Department of Electrical and Computer Engineering, Isfahan University of Technology, Isfahan 84156-83111, Iran.
Department of Computer Engineering, Shahreza Campus, University of Isfahan, Iran.
J Biomed Inform. 2021 Apr;116:103706. doi: 10.1016/j.jbi.2021.103706. Epub 2021 Feb 18.
Automatic text summarization methods generate a shorter version of the input text to assist the reader in gaining a quick yet informative gist. Existing text summarization methods generally focus on a single aspect of text when selecting sentences, causing the potential loss of essential information. In this study, we propose a domain-specific method that models a document as a multi-layer graph to enable multiple features of the text to be processed at the same time. The features we used in this paper are word similarity, semantic similarity, and co-reference similarity, which are modelled as three different layers. The unsupervised method selects sentences from the multi-layer graph based on the MultiRank algorithm and the number of concepts. The proposed MultiGBS algorithm employs UMLS and extracts the concepts and relationships using different tools such as SemRep, MetaMap, and OGER. Extensive evaluation by ROUGE and BERTScore shows increased F-measure values.
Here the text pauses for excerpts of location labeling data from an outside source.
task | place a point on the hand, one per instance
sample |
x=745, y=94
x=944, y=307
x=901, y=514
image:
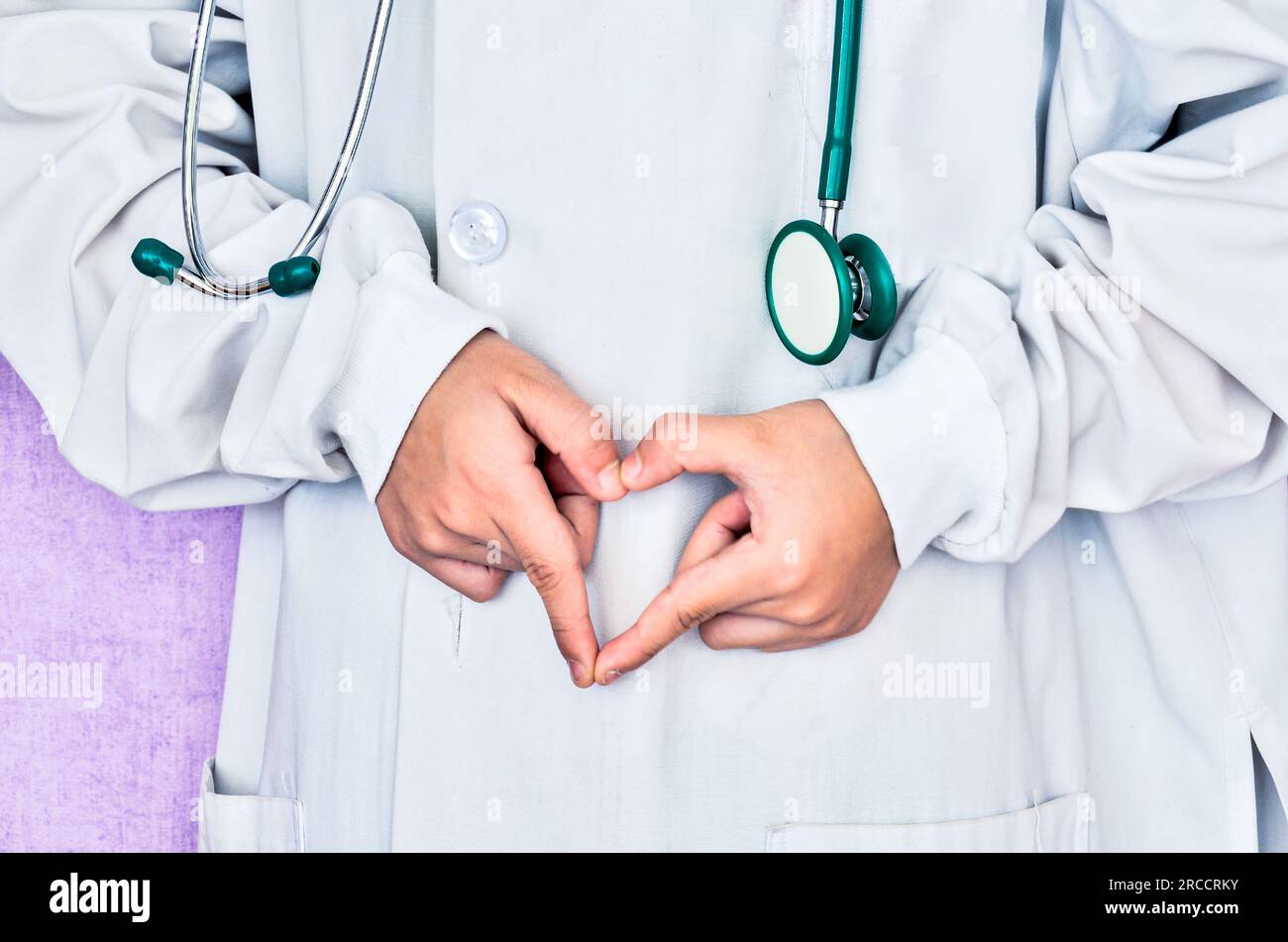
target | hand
x=800, y=554
x=465, y=498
自动文本摘要方法生成输入文本的更简短版本,以帮助读者快速获得信息要点。现有的文本摘要方法在选择句子时通常侧重于文本的单一方面,导致可能丢失重要信息。在这项研究中,我们提出了一种特定于领域的方法,即将文档建模为多层图,以便同时处理文本的多个特征。我们在本文中使用的特征是词相似度、语义相似度和共指相似度,它们被建模为三个不同的层。无监督方法基于 MultiRank 算法和概念数量从多层图中选择句子。所提出的 MultiGBS 算法使用 UMLS 并使用 SemRep、MetaMap 和 OGER 等不同工具提取概念和关系。通过 ROUGE 和 BERTScore 的广泛评估,F-measure 值有所提高。